Hello,
I hope somebody ran into this issue before. According to the
xarray docs it does not seem that one can append xarray.Dataset variables along unlimited dimension in NetCDF file:
Although xarray provides reasonable support for incremental reads of files on
disk, it does not support incremental writes, which can be a useful strategy
for dealing with datasets too big to fit into memory. Instead, xarray integrates
with dask.array (see Parallel computing with Dask), which provides a fully featured engine for
streaming computation.
Due to the huge data volume that we are processing, I have to store xarray.Dataset in increments to the file. I can do it if writing data to the Zarr store, but it does not seem to work if I want to store data in the NetCDF file and try to concatenate the data along unlimited dimension.

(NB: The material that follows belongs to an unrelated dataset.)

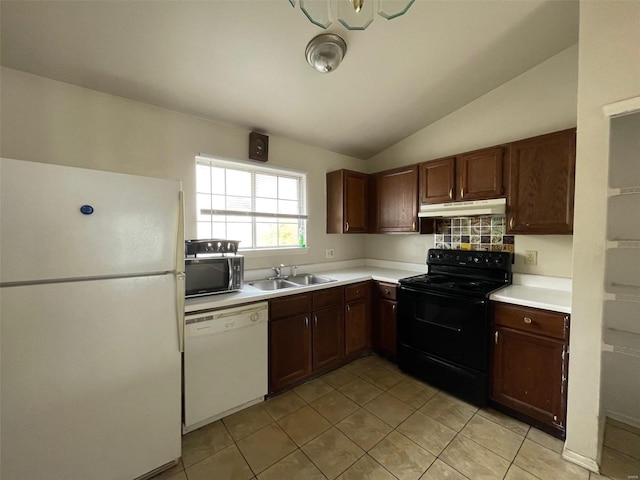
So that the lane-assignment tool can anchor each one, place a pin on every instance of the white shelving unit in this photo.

I am getting an exception when I try to concatenate data variables of the xr.Dataset along unlimited "t" dimension:
import xarray as xr
import numpy as np
import os
x=[10, 20, 30]
y=[1, 2]
t1 = ['a1', 'b1']
ds1 = xr.Dataset(
{"foo": (( "t", "y", "x"), np.zeros((2, 2, 3)))},
coords={
"x": x,
"y": y,
"t": t1,
},
)
t2 = ['a2', 'b2']
ds2 = xr.Dataset(
{"foo": (( "t", "y", "x"), np.ones((2, 2, 3)))},
coords={
"x": x,
"y": y,
"t": t2,
},
)
ds1.to_netcdf(nc_file, engine="h5netcdf", unlimited_dims=('t'))
ds2.to_netcdf(nc_file, mode='a', engine="h5netcdf", unlimited_dims=('t'))
The code above generates an error:
TypeError: %d format: a number is required, not NoneType
Is there a way in xarray to write in increments to the NetCDF file along unlimited dimension?
Many thanks in advance,
Masha